Thursday, February 5, 2015
Why so serious?
Kelly,
I'm glad someone else can identify with the serious man, because I'm starting to think I might be one. It's not something I'd have expected considering my major. I love writing and language, I love telling a story, and I love how everything weaves together, so I expected studying rhetorical concepts to be right up my ally. For me I think the distinction between rhetoric and philosophy has become a hangup in my mind. The lines between these thought processes are blurred, but when I try to find out where that blurry line relatively falls, the line seems blurrier still. It's as if the two are apart of the same thought process in spite of being separated schools of thought. They appear to me like twins; one dons a mask and claims difference from his brother. I think perhaps this is the reason that it feels like a fight not to reject this subject and by my own definition, become a Serious man. I'm trying not to do that though. There's the looming fear that being a serious person automatically damns me as a bad student (Pirsig did say phaedrus liked his bad students best, so maybe that's why I've always gotten along with my professors...But I digress).
Kelly, I'm impressed in how you defined the rational and narrative paradigm, and I wish I could take an equally elegant stab at it. The paradigm to me is another illusive concept. While I see it as a way of thinking that views life as a primarily story based event while remaining analytical and rational as the story forms, I'm still lost in the point of it all. This is what drives me crazy about philosophy and rhetoric, this unending spinning of concepts and ideas. I hate having questions I can't have answers to, and I find that this is a consistent theme in rhetoric.
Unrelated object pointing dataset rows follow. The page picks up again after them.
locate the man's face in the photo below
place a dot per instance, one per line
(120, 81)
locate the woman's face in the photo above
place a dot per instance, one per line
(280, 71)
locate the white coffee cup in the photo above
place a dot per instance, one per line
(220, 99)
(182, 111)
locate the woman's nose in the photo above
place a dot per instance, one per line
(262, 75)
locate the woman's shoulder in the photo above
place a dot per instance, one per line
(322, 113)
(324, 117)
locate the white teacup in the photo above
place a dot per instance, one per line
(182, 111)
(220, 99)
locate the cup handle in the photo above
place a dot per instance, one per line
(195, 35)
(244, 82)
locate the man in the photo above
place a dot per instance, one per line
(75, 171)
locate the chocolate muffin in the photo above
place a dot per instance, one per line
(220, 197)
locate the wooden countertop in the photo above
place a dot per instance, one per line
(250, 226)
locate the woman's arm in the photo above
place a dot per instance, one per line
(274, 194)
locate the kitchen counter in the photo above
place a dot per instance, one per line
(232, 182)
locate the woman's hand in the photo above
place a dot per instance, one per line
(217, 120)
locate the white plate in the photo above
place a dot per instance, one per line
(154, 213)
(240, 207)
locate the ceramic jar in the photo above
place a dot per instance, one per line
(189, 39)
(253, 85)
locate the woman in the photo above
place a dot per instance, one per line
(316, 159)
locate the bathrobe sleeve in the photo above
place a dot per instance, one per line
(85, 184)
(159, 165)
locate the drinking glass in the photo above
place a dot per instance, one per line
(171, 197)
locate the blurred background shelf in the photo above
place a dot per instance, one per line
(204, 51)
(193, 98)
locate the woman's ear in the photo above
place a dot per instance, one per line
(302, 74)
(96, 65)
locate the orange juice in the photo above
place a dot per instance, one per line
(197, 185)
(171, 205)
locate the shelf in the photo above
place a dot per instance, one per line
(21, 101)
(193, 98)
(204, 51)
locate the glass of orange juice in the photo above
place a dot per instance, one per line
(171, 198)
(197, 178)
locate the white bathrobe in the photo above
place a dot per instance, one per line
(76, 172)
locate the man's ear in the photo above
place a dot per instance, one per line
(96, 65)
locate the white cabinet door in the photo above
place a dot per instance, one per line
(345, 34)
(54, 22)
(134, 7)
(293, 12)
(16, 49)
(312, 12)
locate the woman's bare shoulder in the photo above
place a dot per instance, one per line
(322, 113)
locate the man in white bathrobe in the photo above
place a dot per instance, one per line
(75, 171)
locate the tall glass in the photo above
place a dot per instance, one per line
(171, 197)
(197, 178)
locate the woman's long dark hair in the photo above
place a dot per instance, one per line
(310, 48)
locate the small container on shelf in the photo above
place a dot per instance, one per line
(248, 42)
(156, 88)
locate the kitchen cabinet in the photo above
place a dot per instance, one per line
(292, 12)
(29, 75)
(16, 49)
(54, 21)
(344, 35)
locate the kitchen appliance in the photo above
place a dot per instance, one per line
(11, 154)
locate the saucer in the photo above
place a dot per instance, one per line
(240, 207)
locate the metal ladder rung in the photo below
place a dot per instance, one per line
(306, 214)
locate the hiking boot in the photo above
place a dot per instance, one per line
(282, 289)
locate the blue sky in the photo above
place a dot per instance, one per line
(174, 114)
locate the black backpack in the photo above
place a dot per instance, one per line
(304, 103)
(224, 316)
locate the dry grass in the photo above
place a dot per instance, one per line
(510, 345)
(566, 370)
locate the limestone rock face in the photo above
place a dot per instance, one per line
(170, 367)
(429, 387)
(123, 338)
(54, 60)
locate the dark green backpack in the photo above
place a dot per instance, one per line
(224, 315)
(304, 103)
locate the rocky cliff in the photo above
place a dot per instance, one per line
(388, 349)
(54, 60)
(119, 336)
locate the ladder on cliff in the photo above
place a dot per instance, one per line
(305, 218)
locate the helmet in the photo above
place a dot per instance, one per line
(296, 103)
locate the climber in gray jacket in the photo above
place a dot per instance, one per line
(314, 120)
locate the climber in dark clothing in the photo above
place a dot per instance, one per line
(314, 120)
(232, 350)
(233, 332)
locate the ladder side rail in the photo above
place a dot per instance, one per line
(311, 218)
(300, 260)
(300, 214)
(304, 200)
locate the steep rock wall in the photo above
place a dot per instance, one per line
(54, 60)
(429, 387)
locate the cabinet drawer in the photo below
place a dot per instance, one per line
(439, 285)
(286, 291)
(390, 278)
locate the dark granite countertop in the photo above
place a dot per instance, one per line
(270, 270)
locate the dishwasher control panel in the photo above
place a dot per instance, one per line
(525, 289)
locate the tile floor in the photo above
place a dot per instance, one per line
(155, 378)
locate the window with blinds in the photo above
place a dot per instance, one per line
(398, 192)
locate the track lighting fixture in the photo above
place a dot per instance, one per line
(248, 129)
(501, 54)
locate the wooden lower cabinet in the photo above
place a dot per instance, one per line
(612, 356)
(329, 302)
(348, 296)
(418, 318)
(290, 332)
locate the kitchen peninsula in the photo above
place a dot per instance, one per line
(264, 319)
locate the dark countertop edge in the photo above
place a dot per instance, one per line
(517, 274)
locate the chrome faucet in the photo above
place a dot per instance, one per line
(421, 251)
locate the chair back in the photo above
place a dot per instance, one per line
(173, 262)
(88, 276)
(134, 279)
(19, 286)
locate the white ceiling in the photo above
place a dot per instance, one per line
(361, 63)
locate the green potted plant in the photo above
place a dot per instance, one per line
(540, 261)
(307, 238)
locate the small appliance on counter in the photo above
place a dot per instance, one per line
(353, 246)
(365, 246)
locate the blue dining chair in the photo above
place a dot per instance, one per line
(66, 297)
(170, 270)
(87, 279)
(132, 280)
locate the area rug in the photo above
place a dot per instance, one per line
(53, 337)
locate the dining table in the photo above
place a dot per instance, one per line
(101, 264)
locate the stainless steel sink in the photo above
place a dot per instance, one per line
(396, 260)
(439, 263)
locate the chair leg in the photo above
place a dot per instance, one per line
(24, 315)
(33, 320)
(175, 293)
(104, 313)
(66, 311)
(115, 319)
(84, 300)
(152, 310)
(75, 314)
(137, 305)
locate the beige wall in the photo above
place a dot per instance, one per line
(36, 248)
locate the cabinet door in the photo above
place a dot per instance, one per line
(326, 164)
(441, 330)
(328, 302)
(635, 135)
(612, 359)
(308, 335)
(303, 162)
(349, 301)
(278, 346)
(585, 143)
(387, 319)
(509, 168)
I'd also like to mention that I'm interested in what Locke said about words not only being the signs of ideas but also the start of many. Which is an interesting thought. Considering I think in English, it seems very strange to consider what sort of thought process (if any) we could have without a language to express them. While Locke wasn't saying that these are the only roots of thought, it still felt that without language, thought wouldn't have a leg to stand on. However, don't we think of children as having thoughts before they can communicate properly? Also, would we likewise agree that even though dogs don't know a human language, that they still have minds filled with unique thought?